Sin embargo, la joven se detuvo ante la puerta de este.
Un sudor frío bañó la frente de Gilberto, y se cogió a los hierros de la escalera para no caer en tierra. Todo cuanto veía y creía adivinar, le parecía horroroso y fatal.
La puerta de Balsamo estaba entornada. Sin llamar Andrea la empujó. La luz iluminó de pronto sus facciones tan nobles y puras, y se reflejó como oro en sus ojos, que llevaba abiertos.
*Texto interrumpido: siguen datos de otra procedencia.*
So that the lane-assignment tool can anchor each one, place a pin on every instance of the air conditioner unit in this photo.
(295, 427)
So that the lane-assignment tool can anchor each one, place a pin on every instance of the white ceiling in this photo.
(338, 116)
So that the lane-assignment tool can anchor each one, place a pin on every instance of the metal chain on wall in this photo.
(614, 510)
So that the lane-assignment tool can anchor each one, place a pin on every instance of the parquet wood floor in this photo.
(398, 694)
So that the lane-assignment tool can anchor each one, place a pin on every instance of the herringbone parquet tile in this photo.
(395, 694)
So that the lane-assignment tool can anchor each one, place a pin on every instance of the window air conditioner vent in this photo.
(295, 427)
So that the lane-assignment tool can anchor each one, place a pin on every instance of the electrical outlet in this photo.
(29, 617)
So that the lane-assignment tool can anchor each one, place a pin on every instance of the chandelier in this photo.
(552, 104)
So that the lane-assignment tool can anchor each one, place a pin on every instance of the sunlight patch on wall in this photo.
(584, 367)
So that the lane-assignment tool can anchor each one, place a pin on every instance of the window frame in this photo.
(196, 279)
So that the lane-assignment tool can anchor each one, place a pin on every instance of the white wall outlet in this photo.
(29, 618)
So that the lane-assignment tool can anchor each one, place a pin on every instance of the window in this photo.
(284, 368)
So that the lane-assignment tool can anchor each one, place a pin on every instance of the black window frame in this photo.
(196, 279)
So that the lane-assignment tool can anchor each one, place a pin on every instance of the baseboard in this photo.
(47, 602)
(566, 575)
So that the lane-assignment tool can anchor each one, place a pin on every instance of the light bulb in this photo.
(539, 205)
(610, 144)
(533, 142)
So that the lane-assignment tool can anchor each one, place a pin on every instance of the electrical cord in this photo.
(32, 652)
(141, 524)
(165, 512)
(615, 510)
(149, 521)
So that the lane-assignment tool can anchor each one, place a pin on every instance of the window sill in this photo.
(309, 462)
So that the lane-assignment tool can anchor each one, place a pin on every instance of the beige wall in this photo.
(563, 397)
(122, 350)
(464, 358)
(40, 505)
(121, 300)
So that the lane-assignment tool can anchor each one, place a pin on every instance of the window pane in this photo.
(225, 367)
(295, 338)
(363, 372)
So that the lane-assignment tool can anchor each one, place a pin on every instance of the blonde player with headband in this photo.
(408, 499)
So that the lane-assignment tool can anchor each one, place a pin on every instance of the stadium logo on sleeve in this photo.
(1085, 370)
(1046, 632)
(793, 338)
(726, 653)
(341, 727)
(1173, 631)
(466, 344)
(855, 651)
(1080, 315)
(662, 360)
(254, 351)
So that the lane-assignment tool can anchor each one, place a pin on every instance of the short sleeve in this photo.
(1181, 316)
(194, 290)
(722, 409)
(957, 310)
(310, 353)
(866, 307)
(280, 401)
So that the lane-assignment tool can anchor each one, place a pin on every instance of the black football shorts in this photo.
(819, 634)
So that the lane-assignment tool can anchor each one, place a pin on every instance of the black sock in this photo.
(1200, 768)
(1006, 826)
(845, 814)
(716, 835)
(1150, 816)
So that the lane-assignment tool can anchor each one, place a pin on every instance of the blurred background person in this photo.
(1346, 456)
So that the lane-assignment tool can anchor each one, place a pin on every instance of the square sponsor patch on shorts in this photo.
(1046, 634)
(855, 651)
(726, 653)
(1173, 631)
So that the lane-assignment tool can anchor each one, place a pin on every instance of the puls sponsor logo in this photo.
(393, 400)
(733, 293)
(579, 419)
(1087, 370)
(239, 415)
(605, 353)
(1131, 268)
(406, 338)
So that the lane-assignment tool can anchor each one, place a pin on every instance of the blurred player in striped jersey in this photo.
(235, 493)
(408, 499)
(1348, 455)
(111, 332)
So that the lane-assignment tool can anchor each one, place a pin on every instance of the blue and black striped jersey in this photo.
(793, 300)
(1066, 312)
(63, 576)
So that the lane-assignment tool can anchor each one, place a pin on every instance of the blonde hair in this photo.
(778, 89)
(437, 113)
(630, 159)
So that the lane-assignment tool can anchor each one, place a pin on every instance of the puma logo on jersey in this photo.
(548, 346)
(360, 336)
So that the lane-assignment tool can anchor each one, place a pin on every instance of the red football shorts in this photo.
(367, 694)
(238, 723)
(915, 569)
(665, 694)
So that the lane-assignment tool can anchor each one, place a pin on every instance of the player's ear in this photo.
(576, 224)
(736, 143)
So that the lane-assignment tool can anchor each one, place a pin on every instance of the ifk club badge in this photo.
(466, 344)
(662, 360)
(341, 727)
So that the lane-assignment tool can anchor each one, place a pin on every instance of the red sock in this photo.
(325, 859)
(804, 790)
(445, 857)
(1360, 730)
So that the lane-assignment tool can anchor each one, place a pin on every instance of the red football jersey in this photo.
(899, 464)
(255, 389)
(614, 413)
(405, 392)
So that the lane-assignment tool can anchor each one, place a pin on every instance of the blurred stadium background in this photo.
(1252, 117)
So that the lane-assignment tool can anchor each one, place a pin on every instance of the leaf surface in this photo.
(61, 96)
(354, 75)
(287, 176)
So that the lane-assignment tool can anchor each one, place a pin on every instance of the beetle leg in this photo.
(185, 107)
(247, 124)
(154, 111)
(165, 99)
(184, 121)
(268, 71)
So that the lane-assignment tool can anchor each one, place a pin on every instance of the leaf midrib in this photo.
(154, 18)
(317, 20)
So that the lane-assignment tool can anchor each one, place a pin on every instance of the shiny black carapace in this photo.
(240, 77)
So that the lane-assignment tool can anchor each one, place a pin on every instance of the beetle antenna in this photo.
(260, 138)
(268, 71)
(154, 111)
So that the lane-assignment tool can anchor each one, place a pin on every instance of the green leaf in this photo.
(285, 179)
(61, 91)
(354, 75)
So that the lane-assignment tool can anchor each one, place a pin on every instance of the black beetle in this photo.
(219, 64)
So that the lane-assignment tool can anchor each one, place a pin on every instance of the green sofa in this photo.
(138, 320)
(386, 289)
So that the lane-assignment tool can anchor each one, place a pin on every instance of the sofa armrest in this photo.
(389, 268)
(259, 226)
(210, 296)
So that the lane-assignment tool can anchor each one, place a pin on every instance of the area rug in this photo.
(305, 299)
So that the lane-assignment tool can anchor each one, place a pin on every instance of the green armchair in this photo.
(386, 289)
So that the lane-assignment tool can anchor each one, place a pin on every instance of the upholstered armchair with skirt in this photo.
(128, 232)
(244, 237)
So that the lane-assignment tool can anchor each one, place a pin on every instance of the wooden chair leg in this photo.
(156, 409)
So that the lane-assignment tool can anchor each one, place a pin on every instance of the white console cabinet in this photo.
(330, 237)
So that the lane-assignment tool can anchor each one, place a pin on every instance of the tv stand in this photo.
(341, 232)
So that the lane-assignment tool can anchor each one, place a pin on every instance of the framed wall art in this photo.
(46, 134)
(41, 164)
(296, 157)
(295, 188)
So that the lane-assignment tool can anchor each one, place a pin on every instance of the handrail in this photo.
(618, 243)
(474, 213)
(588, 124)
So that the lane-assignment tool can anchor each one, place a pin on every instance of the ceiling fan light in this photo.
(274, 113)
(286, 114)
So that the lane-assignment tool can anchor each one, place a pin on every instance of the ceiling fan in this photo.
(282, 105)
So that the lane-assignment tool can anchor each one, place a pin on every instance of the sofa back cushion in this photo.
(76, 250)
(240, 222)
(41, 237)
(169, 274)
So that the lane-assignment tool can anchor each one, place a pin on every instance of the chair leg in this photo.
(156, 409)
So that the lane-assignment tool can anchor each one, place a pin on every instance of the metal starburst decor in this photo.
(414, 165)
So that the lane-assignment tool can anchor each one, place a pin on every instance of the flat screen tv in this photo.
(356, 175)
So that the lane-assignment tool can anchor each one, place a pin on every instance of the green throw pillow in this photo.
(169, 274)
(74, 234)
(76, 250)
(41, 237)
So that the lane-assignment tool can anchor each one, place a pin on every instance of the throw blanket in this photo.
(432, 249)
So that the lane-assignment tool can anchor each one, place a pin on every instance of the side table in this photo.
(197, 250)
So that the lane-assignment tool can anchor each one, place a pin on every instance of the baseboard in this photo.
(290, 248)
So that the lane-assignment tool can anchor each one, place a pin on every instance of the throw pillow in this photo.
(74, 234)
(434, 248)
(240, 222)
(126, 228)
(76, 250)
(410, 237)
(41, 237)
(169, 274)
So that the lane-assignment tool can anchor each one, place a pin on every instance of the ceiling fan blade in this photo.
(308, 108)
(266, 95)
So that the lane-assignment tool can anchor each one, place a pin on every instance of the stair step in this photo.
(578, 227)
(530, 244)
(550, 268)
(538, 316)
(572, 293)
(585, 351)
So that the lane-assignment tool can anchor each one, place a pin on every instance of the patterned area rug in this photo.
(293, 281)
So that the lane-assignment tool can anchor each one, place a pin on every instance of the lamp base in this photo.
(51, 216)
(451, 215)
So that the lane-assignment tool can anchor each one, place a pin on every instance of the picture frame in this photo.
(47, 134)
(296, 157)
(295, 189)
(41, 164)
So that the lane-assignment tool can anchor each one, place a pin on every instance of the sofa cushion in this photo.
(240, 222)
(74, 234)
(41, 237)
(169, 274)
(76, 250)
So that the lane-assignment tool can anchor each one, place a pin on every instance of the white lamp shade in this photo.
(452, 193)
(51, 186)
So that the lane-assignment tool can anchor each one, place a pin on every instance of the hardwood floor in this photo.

Fácilmente nuestro joven pudo conocer al extranjero, que estaba de pie en medio de la habitación con la vista fija, entrecejo arrugado y el brazo extendido en actitud imperiosa.
La puerta se cerró.
Gilberto se sintió desmayar. Una de sus manos soltó los hierros, su abrasada frente se apoyó lánguida sobre la otra, y girando sobre sí mismo a semejanza de una rueda que escapa del eje, cayó exánime sobre la helada losa de la primera grada, con la vista fija sobre aquella puerta maldita que concluía de ocultar todos sus ensueños pasados y esperanzas, para el porvenir.